3. Unabhängig davon stelle sich die grundsätzliche Frage, ob Quotenabgeltungsklauseln der Inhaltskontrolle überhaupt standhalten könnten. Der Senat habe zwar in den genannten Urteilen eine entsprechende Klausel über eine vom Vermieter renoviert überlassene Wohnung für unbedenklich gehalten, wenn sie eine Berücksichtigung des tatsächlichen Erhaltungszustandes dergestalt ermögliche, dass für die Quotenberechnung das Verhältnis zwischen der Mietdauer seit Durchführung der letzten Schönheitsreparaturen und dem Zeitraum nach Durchführung der letzten Schönheitsreparaturen maßgeblich sei, nach dem bei der hypothetischen Fortsetzung aufgrund des Wohnverhaltens des Mieters voraussichtlich Renovierungsbedarf bestünde. Es sei jedoch fraglich, ob sich auf Basis des tatsächlichen Zustands der Wohnung bei Mietende eine realistische Feststellung dazu treffen lasse, welcher hypothetischen Nutzungsdauer bei „normaler" Nutzung der bei Mietende bestehende Abnutzungsgrad der einzelnen Wohnräume entspreche, und ob darüber hinaus eine empirische Prognose über den (hypothetischen) Zeitpunkt des voraussichtlich eintretenden Renovierungsbedarfs bei unterstellter Fortdauer des tatsächlichen Nutzungsverhaltens des Mieters zuverlässig möglich sei, oder ob dies nicht vielmehr einer Fiktion gleichkomme. Darin könnte eine unangemessene Benachteiligung des Mieters gesehen werden. Auf die Frage, ob die Wohnung renoviert oder unrenoviert überlassen worden sei, käme es dann nicht an. Die Parteien haben nur Gelegenheit, zu den aufgeworfenen Pro­blemen Stellung zu nehmen.

Anmerkung

Bearbeitung des Verlags, keine Aussage des Gerichts

Es kann eine Prognose gewagt werden: Nach der Entscheidung des BGH zu VIII ZR 143/06 (GE 2007, 1622) ist schon von der Literatur angezweifelt worden, ob die Berechnungsmethode des BGH praktikabel ist (vgl. Schach in Kinne/Schach/Bieber, Miet- und Mietprozessrecht, 7. Aufl., § 535 BGB Rn. 171). Das scheint der BGH jetzt einzuräumen, so dass die Quotenklausel wohl endgültig begraben wird.
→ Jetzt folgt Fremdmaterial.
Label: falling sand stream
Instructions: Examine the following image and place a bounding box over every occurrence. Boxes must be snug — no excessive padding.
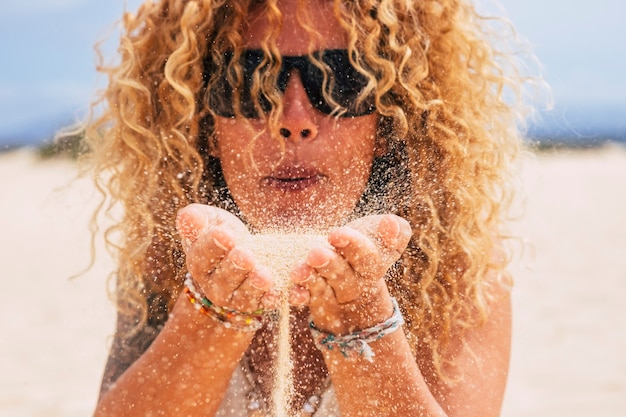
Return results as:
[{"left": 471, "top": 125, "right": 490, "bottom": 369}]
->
[{"left": 250, "top": 233, "right": 328, "bottom": 417}]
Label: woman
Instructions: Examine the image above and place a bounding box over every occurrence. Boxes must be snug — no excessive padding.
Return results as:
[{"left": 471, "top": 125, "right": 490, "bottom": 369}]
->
[{"left": 89, "top": 0, "right": 519, "bottom": 416}]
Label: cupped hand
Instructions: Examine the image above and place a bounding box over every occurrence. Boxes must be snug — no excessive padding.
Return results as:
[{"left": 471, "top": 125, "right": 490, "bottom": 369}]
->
[
  {"left": 290, "top": 214, "right": 412, "bottom": 334},
  {"left": 176, "top": 204, "right": 278, "bottom": 312}
]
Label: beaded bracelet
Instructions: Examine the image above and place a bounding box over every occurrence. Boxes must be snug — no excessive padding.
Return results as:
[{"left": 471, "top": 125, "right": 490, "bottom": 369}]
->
[
  {"left": 309, "top": 297, "right": 404, "bottom": 362},
  {"left": 184, "top": 273, "right": 265, "bottom": 332}
]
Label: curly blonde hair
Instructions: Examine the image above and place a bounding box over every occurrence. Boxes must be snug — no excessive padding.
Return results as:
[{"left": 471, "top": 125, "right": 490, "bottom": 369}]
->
[{"left": 87, "top": 0, "right": 524, "bottom": 382}]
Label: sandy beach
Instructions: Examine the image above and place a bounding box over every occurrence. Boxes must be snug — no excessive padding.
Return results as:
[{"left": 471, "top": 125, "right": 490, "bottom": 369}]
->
[{"left": 0, "top": 146, "right": 626, "bottom": 417}]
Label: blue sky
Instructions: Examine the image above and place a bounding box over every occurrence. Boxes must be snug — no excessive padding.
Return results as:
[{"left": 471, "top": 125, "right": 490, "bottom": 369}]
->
[{"left": 0, "top": 0, "right": 626, "bottom": 145}]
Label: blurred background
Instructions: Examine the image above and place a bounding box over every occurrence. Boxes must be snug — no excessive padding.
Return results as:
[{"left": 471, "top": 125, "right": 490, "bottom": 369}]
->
[
  {"left": 0, "top": 0, "right": 626, "bottom": 149},
  {"left": 0, "top": 0, "right": 626, "bottom": 417}
]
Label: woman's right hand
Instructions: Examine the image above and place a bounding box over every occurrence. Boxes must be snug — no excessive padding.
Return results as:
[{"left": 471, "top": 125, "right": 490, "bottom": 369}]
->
[{"left": 176, "top": 204, "right": 278, "bottom": 312}]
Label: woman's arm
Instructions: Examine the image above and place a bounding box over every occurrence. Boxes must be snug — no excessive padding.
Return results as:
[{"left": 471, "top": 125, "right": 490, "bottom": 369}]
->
[
  {"left": 95, "top": 204, "right": 272, "bottom": 417},
  {"left": 95, "top": 294, "right": 253, "bottom": 417},
  {"left": 292, "top": 216, "right": 511, "bottom": 417},
  {"left": 324, "top": 282, "right": 511, "bottom": 417}
]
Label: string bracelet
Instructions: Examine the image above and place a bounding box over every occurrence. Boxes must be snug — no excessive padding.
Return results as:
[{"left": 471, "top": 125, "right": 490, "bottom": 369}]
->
[
  {"left": 184, "top": 273, "right": 265, "bottom": 332},
  {"left": 309, "top": 297, "right": 404, "bottom": 362}
]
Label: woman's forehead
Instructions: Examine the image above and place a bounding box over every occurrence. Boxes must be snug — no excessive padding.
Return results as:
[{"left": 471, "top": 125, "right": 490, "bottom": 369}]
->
[{"left": 243, "top": 0, "right": 348, "bottom": 55}]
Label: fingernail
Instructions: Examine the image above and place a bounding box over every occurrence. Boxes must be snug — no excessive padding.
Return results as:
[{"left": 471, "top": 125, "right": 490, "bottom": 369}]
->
[
  {"left": 309, "top": 259, "right": 330, "bottom": 269},
  {"left": 229, "top": 251, "right": 249, "bottom": 271},
  {"left": 213, "top": 236, "right": 229, "bottom": 252},
  {"left": 250, "top": 271, "right": 267, "bottom": 290},
  {"left": 180, "top": 237, "right": 193, "bottom": 253},
  {"left": 289, "top": 289, "right": 309, "bottom": 305},
  {"left": 332, "top": 239, "right": 350, "bottom": 248}
]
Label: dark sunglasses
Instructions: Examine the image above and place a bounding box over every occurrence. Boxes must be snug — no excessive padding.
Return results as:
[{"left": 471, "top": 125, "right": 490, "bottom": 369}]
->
[{"left": 205, "top": 49, "right": 376, "bottom": 119}]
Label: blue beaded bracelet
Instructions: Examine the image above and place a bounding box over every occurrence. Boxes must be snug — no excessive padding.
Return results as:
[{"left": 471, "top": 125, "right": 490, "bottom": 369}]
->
[{"left": 309, "top": 297, "right": 404, "bottom": 362}]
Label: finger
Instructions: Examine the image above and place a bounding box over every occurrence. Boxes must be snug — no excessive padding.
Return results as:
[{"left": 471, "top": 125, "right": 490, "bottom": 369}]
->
[
  {"left": 328, "top": 227, "right": 382, "bottom": 284},
  {"left": 377, "top": 214, "right": 413, "bottom": 253},
  {"left": 305, "top": 248, "right": 362, "bottom": 304},
  {"left": 176, "top": 204, "right": 248, "bottom": 250},
  {"left": 205, "top": 247, "right": 255, "bottom": 308},
  {"left": 186, "top": 227, "right": 235, "bottom": 284},
  {"left": 229, "top": 267, "right": 272, "bottom": 312}
]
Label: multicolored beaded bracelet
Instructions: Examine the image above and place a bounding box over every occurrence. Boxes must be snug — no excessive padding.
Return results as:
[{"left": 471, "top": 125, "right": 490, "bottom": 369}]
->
[
  {"left": 309, "top": 297, "right": 404, "bottom": 362},
  {"left": 184, "top": 273, "right": 265, "bottom": 332}
]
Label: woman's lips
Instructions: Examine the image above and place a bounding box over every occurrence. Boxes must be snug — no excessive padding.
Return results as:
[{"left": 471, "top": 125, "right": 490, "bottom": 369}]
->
[{"left": 263, "top": 167, "right": 326, "bottom": 191}]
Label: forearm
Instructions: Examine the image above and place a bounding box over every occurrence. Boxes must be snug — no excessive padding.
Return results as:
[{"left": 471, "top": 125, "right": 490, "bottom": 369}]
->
[
  {"left": 95, "top": 295, "right": 253, "bottom": 417},
  {"left": 324, "top": 331, "right": 446, "bottom": 417}
]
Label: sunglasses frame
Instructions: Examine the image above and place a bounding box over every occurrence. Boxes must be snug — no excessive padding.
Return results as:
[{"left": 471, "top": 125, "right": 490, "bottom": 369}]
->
[{"left": 205, "top": 49, "right": 376, "bottom": 119}]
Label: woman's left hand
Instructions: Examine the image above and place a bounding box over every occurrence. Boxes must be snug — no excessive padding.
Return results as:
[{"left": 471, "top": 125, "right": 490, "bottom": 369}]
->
[{"left": 290, "top": 214, "right": 412, "bottom": 335}]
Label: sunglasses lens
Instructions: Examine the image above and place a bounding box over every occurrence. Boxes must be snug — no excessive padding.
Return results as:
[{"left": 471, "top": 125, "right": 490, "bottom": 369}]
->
[{"left": 205, "top": 50, "right": 375, "bottom": 118}]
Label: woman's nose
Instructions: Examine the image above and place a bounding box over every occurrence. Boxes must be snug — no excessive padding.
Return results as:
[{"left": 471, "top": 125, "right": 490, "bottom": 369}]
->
[{"left": 279, "top": 71, "right": 318, "bottom": 143}]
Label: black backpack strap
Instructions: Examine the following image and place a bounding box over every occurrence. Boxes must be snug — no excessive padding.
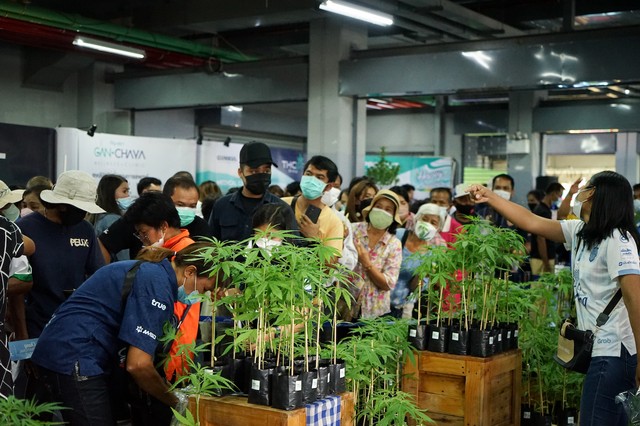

Noch spannender wird es zur Grundüberwälzung der Schönheitsreparaturen. Wirksame Klauseln werden bei Vermietung einer renovierten Wohnung (noch) Bestand haben, bei Überlassung einer unrenovierten/renovierungsbedürftigen Wohnung aber wohl nicht mehr. Bisher durfte nach der Rechtsprechung des BGH dem Mieter auch eine unrenovierte Wohnung übergeben werden, die üblichen Renovierungsfristen liefen dann erst ab Beginn des Mietverhältnisses.

Es rächt sich jetzt, dass der Gesetzgeber bei der Mietrechtsreform dieses Problem nicht angegangen ist. Das Problem und seine Lösung wird uns wohl das ganze Jahr beschäftigen.